The control of magnetism, which lies at the heart of modern information technology, is typically achieved by using another magnet. This approach significantly limits the size of devices for information processing. There is a pressing need to develop non-magnetic approaches to control magnetism for better information technology. This project aims to develop a new class of composite magnetic materials of nanometers in thickness, whose magnetic properties can be effectively switched through an electric field. Such an operation is much more energy-efficient since it avoids heating of the electronic device. The research employs atomically thin crystals, including both magnetic and non-magnetic semiconductors, and stacks them vertically by design. These composite materials are studied to understand how their structural characteristics may lead to improved magnetic properties, and to develop device concepts for applications in electronics and optoelectronics. This project supports the research and development of one graduate student. In addition to training in research, the student develops other skills for teaching in the STEM (Science, Technology, Engineering, and Mathematics) disciplines at the university level by working with the Cornell University Center for the Integration of Research, Teaching, and Learning. The Principal Investigator is incorporating state-of-the-art research concepts such as modern optical microscopy into an undergraduate lab course, while also overseeing outreach activities targeting younger students and their teachers.

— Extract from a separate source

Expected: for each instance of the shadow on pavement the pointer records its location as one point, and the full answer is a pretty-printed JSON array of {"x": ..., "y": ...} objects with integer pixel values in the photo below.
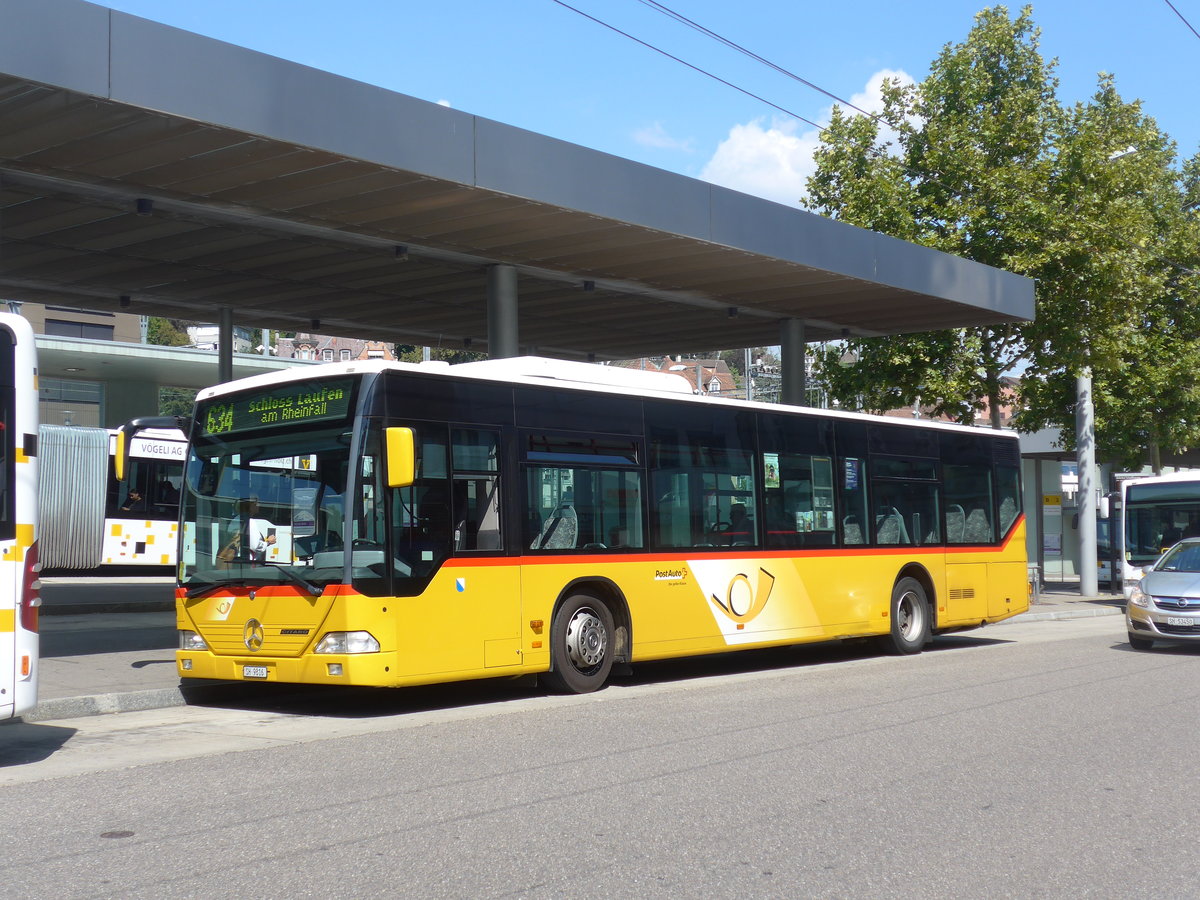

A large family of two-dimensional materials that possess interesting properties individually has been discovered in recent years. Stacking different two-dimensional materials to form van der Waals heterostructures has opened up unprecedented opportunities for exploring new physical phenomena and device concepts. This project aims to develop a new class of ferromagnetic semiconductors based on magnetic proximity coupling between single-layer non-magnetic semiconductors, such as transition metal dichalcogenides that exhibit interesting valley-dependent properties, and layered magnets, such as transition metal trihalides. The research combines materials fabrication and optical, structural and transport characterization to achieve three objectives: (1) Demonstrate and understand electrical switching of magnetic order in layered magnets; (2) Develop heterostructures of non-magnetic semiconductors and layered magnets with strong magnetic proximity coupling and demonstrate electrical switching of the valley properties of the heterostructures; and (3) Explore the transport and optical properties of the heterostructures for electrically switchable valley-dependent electronic and optoelectronic devices. The results of this project have the potential to impact a range of diverse fields including spintronics and valleytronics, as well as improve understanding of interfacial phenomena in low-dimensional systems. The project supports the scientific training and professional development of one graduate student, as well as education and outreach activities at all levels, while focusing on introduction of state-of-the-art research concepts.
This award reflects NSF's statutory mission and has been deemed worthy of support through evaluation using the Foundation's intellectual merit and broader impacts review criteria.